Drama, Frankreich 2022, 111 min

Das Filmplakat zu »Les passagers de la nuit« möchte gern ein paar Sekunden länger betrachtet werden als die meisten seiner Mitbewerber. Es offenbart in dieser Zeit womöglich etwas von dem zunächst versteckten und später mit ganzer Kraft zupackenden Charme dieses Filmes. Die Stadt ist groß, die Menschen klein, und die besten Tage im Leben sind die Nächte. Wie jene vom 10. Mai 1981, als halb Frankreich im Begriff ist, den Wahlsieg der Linken um François Mitterrand für eine Nacht lang ausgelassen zu feiern. Elisabeth (Charlotte Gainsbourg) zieht sich den kollektiven Taumel an wie einen schützenden Mantel, da die Mutter von zwei Kindern gerade von ihrem Mann verlassen wurde. Der Wunsch, den beiden Teenagern wenigstens ihr geliebtes Zuhause erhalten zu können, treibt sie hinaus in die Nacht, wo sie Arbeit findet beim Radiosender ihres Herzens. Besser noch, bei dem nächtlichen Talkformat »Les passagers de la nuit«, wo sie als Telefonistin ihrer Chefin Vanda Dorval (Emmanuelle Béart) künftig die vielversprechendsten Anruferinnen weiterleiten darf. Schnell lernt das Radioteam die Zurückgenommenheit der neuen Kollegin zu schätzen, mit der diese treffsicher Spektakuläres und Banales in die Warteschleife schickt und statt dessen nach mehr Wahrhaftigkeit Ausschau hält. Klar, dass die obdachlose Talulah (Noée Abita) in einer dieser Radionächte bei Elisabeth einschlägt wie der buchstäbliche Meteorit.

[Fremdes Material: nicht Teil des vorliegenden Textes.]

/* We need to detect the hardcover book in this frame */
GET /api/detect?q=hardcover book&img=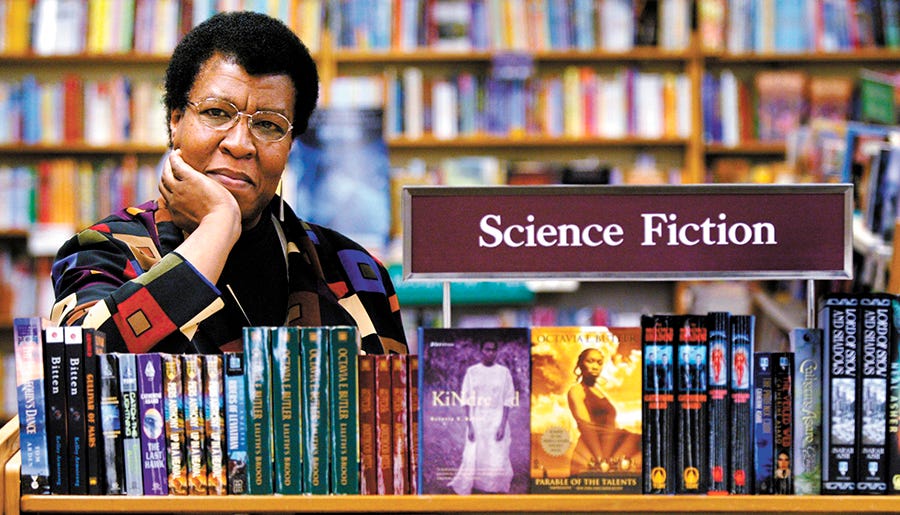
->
[790,328,822,495]
[531,326,641,494]
[136,353,169,495]
[418,328,531,495]
[641,315,677,494]
[10,317,50,495]
[269,326,303,495]
[706,311,731,495]
[160,354,188,495]
[44,327,69,494]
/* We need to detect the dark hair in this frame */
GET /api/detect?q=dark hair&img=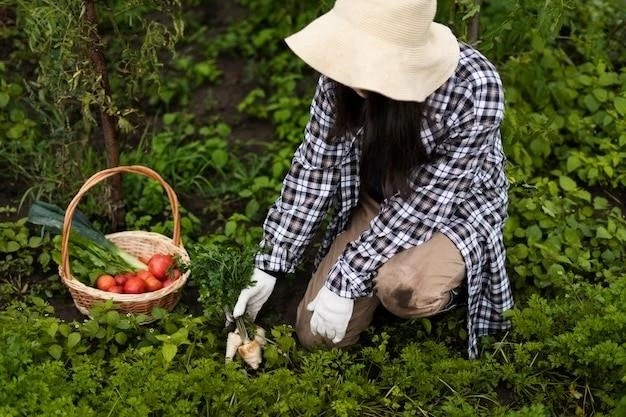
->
[331,83,428,197]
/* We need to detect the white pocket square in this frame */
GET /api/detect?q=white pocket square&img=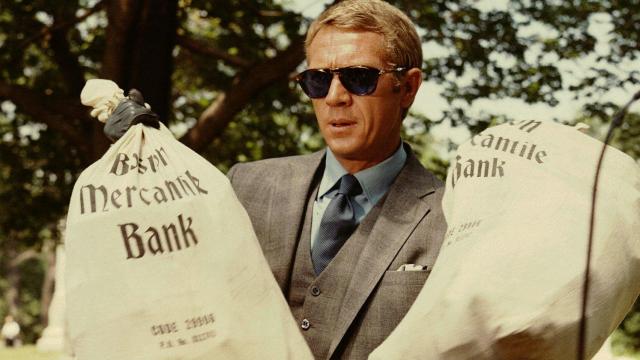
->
[396,264,427,271]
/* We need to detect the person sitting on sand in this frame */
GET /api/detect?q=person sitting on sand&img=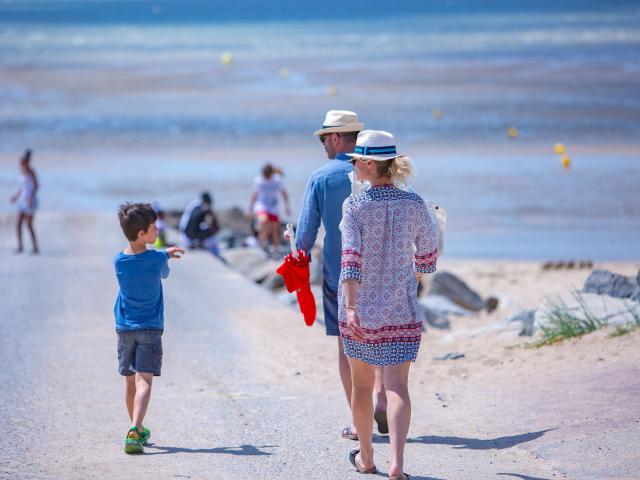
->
[153,205,173,248]
[11,150,39,254]
[179,192,222,259]
[113,203,184,453]
[338,130,438,480]
[248,163,291,256]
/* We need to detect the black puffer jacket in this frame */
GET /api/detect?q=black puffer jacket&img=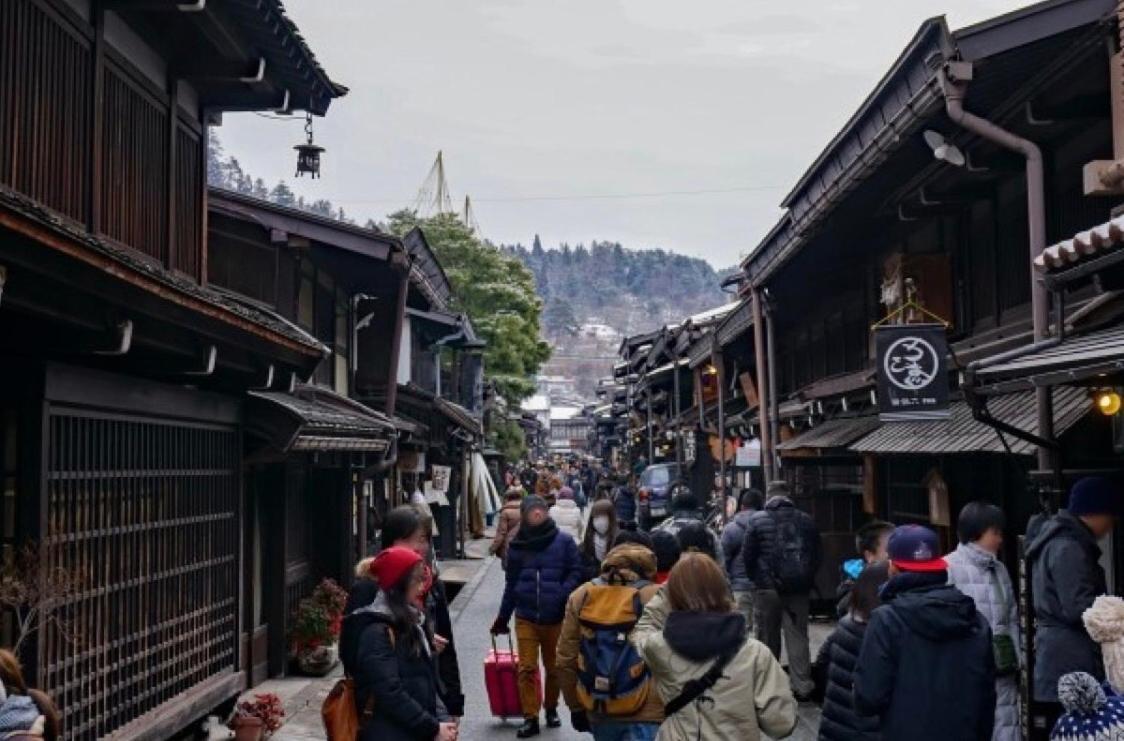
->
[355,594,439,741]
[742,509,777,589]
[1026,510,1107,702]
[854,571,996,741]
[816,615,882,741]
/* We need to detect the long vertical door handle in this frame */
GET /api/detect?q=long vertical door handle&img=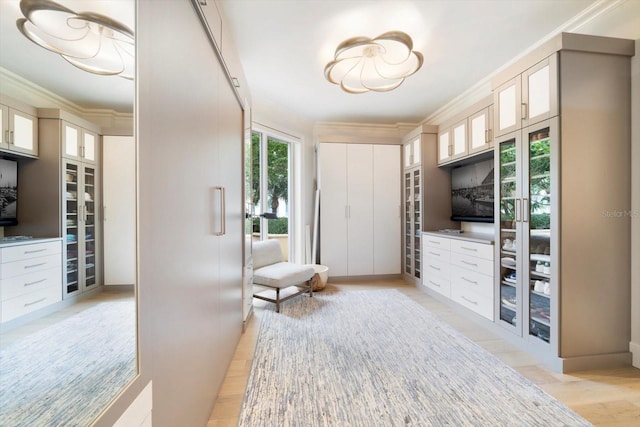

Weder ihre Punk-Attitüde noch ihre Streetwise-Aura können verdecken, dass die Achtzehnjährige vor allem ein einsames Mädchen ist. Welches daheim bei Elisabeth alles auf den Kopf stellen wird. Die Essens-, und die Schlafenszeiten, die Balance von Gesprächen, das Gefühl von Solidarität, die Vibration von Emotionen und nicht zuletzt das Liebesleben von Familienmitgliedern. Mal vorsichtig und mal provokativ tasten alle gegenseitig ihre Gefühle nach etwas Brauch- oder Haltbarem ab. Und merken erst Jahre später, das Schönste, das einem andere Menschen schenken können, ist gemeinsam verbrachte Lebenszeit. Quasi Facetime als analoges Glück. Regisseur Mikhaël Hers wendet einen einfachen wie genialen Trick an, um seinem Publikum diese wichtige Lektion nahe zu bringen; er schickt uns zurück in unsere Kindheit. Zurück zum Anfang der achtziger Jahre, als Jugendliche im Kino gemeinsam Rhomer-Filme ansahen, als atmosphärische Störungen noch Teil der Radioübertragung waren und Gespräche ganz ohne digitale Verfremdung geführt wurden.